Graham: Covid changed Thanksgiving; some for the good

For many it has limited gatherings, but it has also allowed a focus on what we can be thankful for.

By Ciera Graham / Herald columnist

As many of us begin to close out a very tumultuous and emotionally trying year, we’ve also had to confront an unpredictable year that has drastically altered normality as we know it.

There is no better time to reflect on both the blessings and fortunes of the year than Thanksgiving. Of course, this year’s Thanksgiving looks and feels a little different. Many of us are forced to give up traditional Thanksgiving practices of large family gatherings, and instead opt for smaller gatherings or other virtual means of connecting with our family members, both near and far. Covid-19’s omnipresent nature reminds us that life is precarious and fleeting, but we should always strive to operate from a place of gratitude.

I know many of us are finding it very challenging to limit social interactions or divert back to pre-covid practices and traditions of frequent traveling, food-sharing and large parties and events with family and friends. After all, traditions represent an important part of our culture and existence; many of us our creatures of habits, and these traditions serve as the foundation of our family. Traditions lead to preservation of culture, and there is nothing more special than seeing traditions being passed on through generations.

Learning to operate from a place of gratitude is not easy and takes an incredible amount of self-work. In a world that values over-consumption and consumerism, it is easy to fall victim to living in excess and overabundance.

We live in a culture where we are often forced to attach our self-worth to external objects and material possessions which makes it incredibly difficult to be content with having enough. More than ever, 2020 has forced us to be content with both being and having enough.

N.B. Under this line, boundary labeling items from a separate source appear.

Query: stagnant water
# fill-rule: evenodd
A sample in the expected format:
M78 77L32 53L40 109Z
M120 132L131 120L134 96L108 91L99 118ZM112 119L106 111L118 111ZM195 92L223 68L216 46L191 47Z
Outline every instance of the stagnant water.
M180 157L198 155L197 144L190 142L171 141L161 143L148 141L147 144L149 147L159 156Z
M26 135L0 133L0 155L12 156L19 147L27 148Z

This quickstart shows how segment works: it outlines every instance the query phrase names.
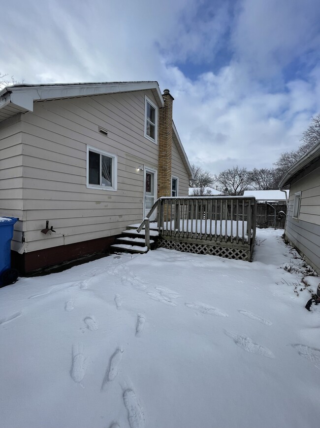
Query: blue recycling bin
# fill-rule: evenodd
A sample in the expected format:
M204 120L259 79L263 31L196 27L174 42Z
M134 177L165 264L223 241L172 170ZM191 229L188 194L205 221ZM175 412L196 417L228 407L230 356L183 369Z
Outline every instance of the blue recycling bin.
M11 268L11 243L13 226L19 219L0 217L0 287L15 282L19 276L16 269Z

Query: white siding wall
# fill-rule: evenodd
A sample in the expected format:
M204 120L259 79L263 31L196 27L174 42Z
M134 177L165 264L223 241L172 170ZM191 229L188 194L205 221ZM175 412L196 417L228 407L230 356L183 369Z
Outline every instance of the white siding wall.
M320 166L291 183L286 235L320 273ZM301 192L299 219L292 218L294 194Z
M0 124L0 216L23 217L20 115ZM23 223L16 223L11 247L21 245Z
M189 179L175 143L172 140L172 175L179 178L179 196L188 196Z
M141 164L158 168L144 136L141 91L37 102L22 117L28 251L120 233L143 217ZM98 131L108 130L108 136ZM117 192L87 189L86 145L118 156ZM40 233L46 220L56 234Z

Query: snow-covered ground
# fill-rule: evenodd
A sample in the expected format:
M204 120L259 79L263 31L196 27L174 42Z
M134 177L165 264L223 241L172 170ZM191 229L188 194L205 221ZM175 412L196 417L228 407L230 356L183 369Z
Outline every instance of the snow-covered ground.
M319 427L320 279L282 233L252 263L159 249L1 289L0 426Z

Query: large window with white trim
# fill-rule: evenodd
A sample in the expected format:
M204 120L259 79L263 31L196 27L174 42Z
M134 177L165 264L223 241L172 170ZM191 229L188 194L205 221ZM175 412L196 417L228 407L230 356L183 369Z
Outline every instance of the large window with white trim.
M87 187L117 190L117 156L87 146Z
M300 214L300 204L301 200L301 192L299 192L298 193L294 194L294 199L293 200L293 211L292 212L292 217L294 219L298 219L299 218L299 214Z
M144 136L157 143L158 135L158 107L151 100L145 98Z

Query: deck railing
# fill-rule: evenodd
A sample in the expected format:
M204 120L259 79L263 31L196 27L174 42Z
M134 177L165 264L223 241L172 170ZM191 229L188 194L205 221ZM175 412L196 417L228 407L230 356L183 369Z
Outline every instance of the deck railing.
M254 197L161 197L158 225L164 236L217 242L249 242L256 235Z

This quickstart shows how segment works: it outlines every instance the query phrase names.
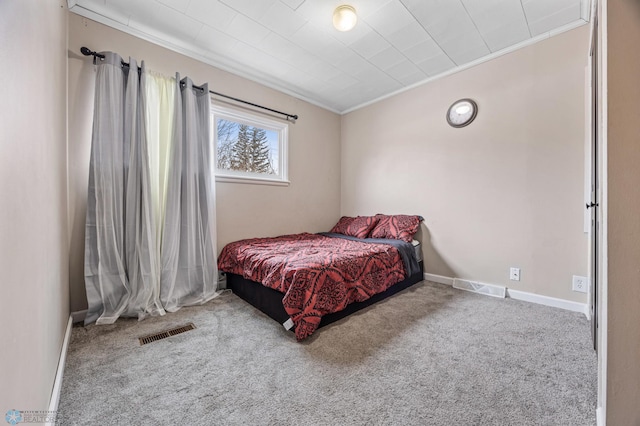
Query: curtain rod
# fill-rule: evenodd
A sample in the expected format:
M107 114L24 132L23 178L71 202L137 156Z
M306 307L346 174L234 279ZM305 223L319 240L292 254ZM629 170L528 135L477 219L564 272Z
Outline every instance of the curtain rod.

As I have been thrust into a work-from-home life, I have also accepted that I no longer need to be inundated with countless social obligations, incessant amounts of take-out and food-delivery services and material possessions. I am finding myself more content with spending time alone, exploring new recipes and cooking at home, and opting for more quality time with family and friends.

During the state-wide lockdown, I could no longer fill my thirst and desire to spend money incessantly, I was forced to live without the things that I found joy in once before. During times of change and upheaval, it also forces you to think and reorganize your priorities; you learn to understand what makes you happy and grateful. It’s an incredibly scary but rewarding experience to learn to be grateful for what you have; as you learn to operate from a spirit of gratitude, the more present you become in your relationships. As I learned to let go of my attachment to external objects and social obligations, the more present and in tune I became with myself, and more aligned and connected, I became with my partner, family and friends.

As I watch friends and family members being directly affected by the virus, I am grateful that those around me remain safe and healthy and continue to make good choices to protect others. As I witness friends losing their jobs because of covid’s impact on our economy, I am grateful that I still have a place of employment and a source of income.

Of course, I continue to be emotionally and psychologically affected by the murders of Black and brown women and men, and the overall political and economic state of our station, I am grateful that my heart and soul is still activated to heal and help my local community in ways that feel valuable to me. In a world where so many people are feeling suicidal, and depressed, I am grateful for my own spirit of resilience, and my ability and commitment to be a light for those who are unable to do so themselves.

Gratitude has many benefits; it helps prevent negative thinking, it eliminates stress, improves sleep and boosts self-esteem. Gratitude is the best medicine for a broken spirit and mind and is the healthiest human emotion.

Instead of lamenting on how covid-19 has changed the way in which we will all gather for Thanksgiving, let’s not forget the true meaning of the holiday season. My hope for all of you is that you spend this holiday thinking about what you’re grateful for and learning how gratefulness can still be present in the midst of despair and destruction.

For 2021, I hope we all, myself included, learn to start each day with a grateful heart. Gratitude is a choice, and it’s a choice I hope we all choose to make as we head into the new year.